$~$

MSc assignments contributing to

the StaccatoLab program

$~$

Author: Kees van Berkel,

part-time full professor of SAN (System Architecture and Networking),
within the department Computer Science and Mathematics of the Technical University Eindhoven,
email: c.h.v.berkel@tue.nl

Date: 2018 January 3

Introduction

As background and motivation for the assingments below: see the StaccatoLab research program.
All assignments include a pre-study phase (5 ects), assuming the Embedded Systems program.
Successful completion of the VLSI Programming course (2IMN35) is a considerable advantage, but not required.
Experience with Python programming is a considerable advantage, but not required.
The list of MSc assignments below may not be up to date. Feel free to contact me on the latest status.

Table of Contents¶

1 Mapping dataflow graphs on multiple FPGAs

2 StaccatoLab simulator acceleration

3 Abstraction of dataflow sub-graphs as dataflow nodes

4 A dataflow graph for pulsar search

5 A dataflow accelerator for molecular dynamics

Mapping dataflow graphs on multiple FPGAs¶

Background

Large dataflow graphs may take advantage of multiple FPGAs, ultimately up to thousands of FPGAs.
Inter-FPGA communication of dataflow tokens is much more involved than intra-FPGA communication. There are multiple options for inter-FPGA communication, involving different resources, with different constraints, and with different performance impacts.

Goal

dataflow models of inter-FPGA traffic (latency, slack, throughput), for different options: FPGA-FPGA, FPGA-DRAM-FPGA, and FPGA-DRAM-network-DRAM-FPGA;
tool support for dataflow graph partitioning, user-directed and/or automated.

Approach

pre-study: design example dataflow graph(s);
pre-study: develop inter-FPGA traffic models, based both on theory and on experiments;
pre-study: define the dataflow graph partitioning problem (nb. graph cycles!);
analyze the performance impacts of a given dataflow-graph partitioning;
develop tool support for user-directed graph partitioning;
evaluate existing graph partitioning algorithms;
select/modify a graph partitioning algorithm and implement it in Python;
evaluate the partitioning algorithm on selected dataflow graphs.

Results

dataflow models for inter-FPGA traffic;
a study of relevant dataflow graph partitioning algorithms;
a tool for user-directed graph partitioning;
a tool that analyzes the performance impact of dataflow graph partitioning;
a tool that proposes a dataflow partitioning with minimal impact on the overall graph throughput;

StaccatoLab simulator acceleration¶

Background

The current StaccatoLab dataflow graph simulator is programmed in Python, but offers a throughput of only about 100k events (token productions) per cpu second (on a Mac notebook), for audio and image processing applications.
Running a dataflow graph on a large FPGA should easily reach 100M - 100G events/sec, but offers limited support for debugging.

Goal

support the development and debugging of large dataflow graphs,
.. by means of a simulator with a throughput of 1-10M events/sec on a laptop,
.. while retaining (most of) the current (Jupyter-based) debug support.

Approach

pre-study: analyze throughput limitations of the existing simulator;
pre-study: explore the potential of compiled-C code alternatives;
develop a compiled-C simulator for single-rate dataflow-graphs;
interface this simulator to current Python-based StaccatoLab graphs and the Jupyter interfaces;
evaluate throughput gains;
optimize and extend this simulator to cyclo-static dataflow graphs.

Results

a simulator extension offering a speed-up by one or two orders of magnitude.

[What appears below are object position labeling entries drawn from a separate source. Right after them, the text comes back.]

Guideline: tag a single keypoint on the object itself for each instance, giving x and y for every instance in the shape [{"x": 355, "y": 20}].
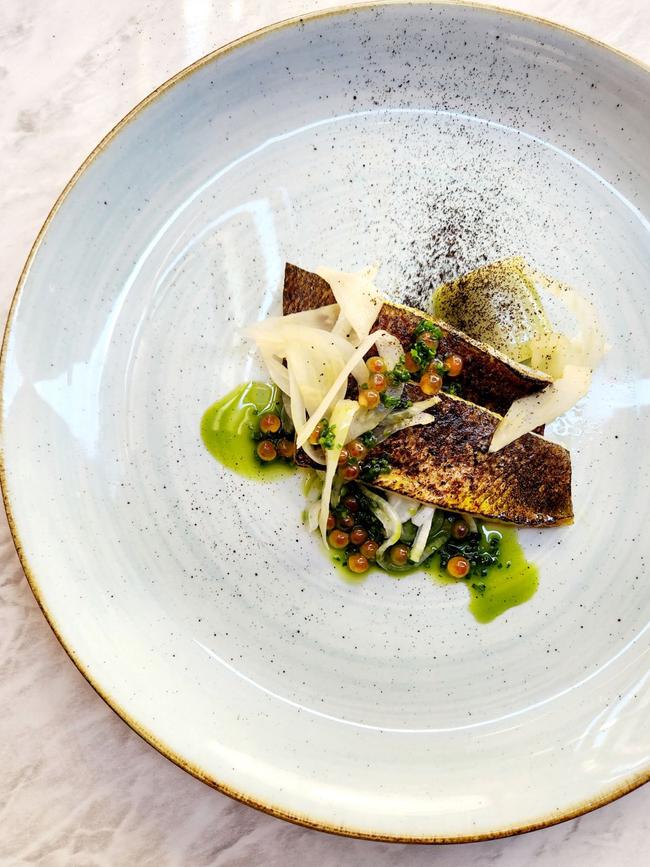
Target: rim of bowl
[{"x": 586, "y": 806}]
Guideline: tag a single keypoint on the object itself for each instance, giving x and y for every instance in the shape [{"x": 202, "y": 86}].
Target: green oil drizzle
[
  {"x": 512, "y": 581},
  {"x": 229, "y": 428}
]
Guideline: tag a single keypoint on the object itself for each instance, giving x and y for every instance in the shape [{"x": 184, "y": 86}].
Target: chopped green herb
[
  {"x": 327, "y": 438},
  {"x": 399, "y": 373},
  {"x": 374, "y": 468},
  {"x": 422, "y": 354},
  {"x": 395, "y": 402},
  {"x": 427, "y": 325},
  {"x": 368, "y": 439}
]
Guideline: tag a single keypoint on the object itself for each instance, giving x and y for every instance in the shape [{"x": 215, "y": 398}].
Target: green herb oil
[{"x": 230, "y": 428}]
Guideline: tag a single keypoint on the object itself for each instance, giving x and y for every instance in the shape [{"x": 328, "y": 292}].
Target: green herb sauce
[
  {"x": 512, "y": 581},
  {"x": 230, "y": 427}
]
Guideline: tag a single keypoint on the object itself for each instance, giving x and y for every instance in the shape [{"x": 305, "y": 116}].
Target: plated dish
[
  {"x": 366, "y": 394},
  {"x": 434, "y": 139}
]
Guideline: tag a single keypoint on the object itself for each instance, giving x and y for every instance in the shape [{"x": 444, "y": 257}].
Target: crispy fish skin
[
  {"x": 488, "y": 378},
  {"x": 447, "y": 464}
]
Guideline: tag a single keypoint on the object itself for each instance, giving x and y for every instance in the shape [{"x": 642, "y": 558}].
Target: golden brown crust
[
  {"x": 447, "y": 464},
  {"x": 487, "y": 379}
]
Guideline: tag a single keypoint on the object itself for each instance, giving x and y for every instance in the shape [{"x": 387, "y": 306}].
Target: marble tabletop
[{"x": 78, "y": 787}]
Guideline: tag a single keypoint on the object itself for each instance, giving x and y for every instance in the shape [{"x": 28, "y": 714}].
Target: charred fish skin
[
  {"x": 447, "y": 464},
  {"x": 488, "y": 378}
]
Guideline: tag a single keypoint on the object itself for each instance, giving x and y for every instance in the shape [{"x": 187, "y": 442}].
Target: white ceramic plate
[{"x": 431, "y": 138}]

Abstraction of dataflow sub-graphs as dataflow nodes¶

Background

Can the behavior of a dataflow subgraph be modeled by an "equivalent" single dataflow node? What kind of dataflow subgraphs can be modeled by an "equivalent" cyclo-static dataflow node?
A practical value of such abstraction could be in replacing a subgraph by an equivalent node and thereby speeding up dataflow simulation.
From an application viewpoint it may be sufficient to require "data equivalence": the node produces the same output data stream(s), given the same input streams.
When the subgraph operates in a more dynamic environment, "flow equivalence" may (or may not) be important.

Goal

a description of dataflow sub-graph categories ("patterns") that can be transformed into a CSDF node;
a tool that supports such abstraction transformation;
a demonstration on e.g. a deeply-pipelined 1D FFT as part of a 2D FFT.

Approach

pre-study: design a collection of a single-rate dataflow subgraphs with a data-equivalent CSDF node, and analyze their flow behaviors;
pre-study: study relevant literature on forms of program equivalence;
define flow equivalence, assuming the StaccatoLab execution model;
specify several classes of dataflow sub-graphs for which flow-equivalent nodes can be generated;
develop a tool that generates a StaccatoLab node description (finite state machine + output functions) for such a class of dataflow subgraphs.

Results

some theory + a practical tool + examples.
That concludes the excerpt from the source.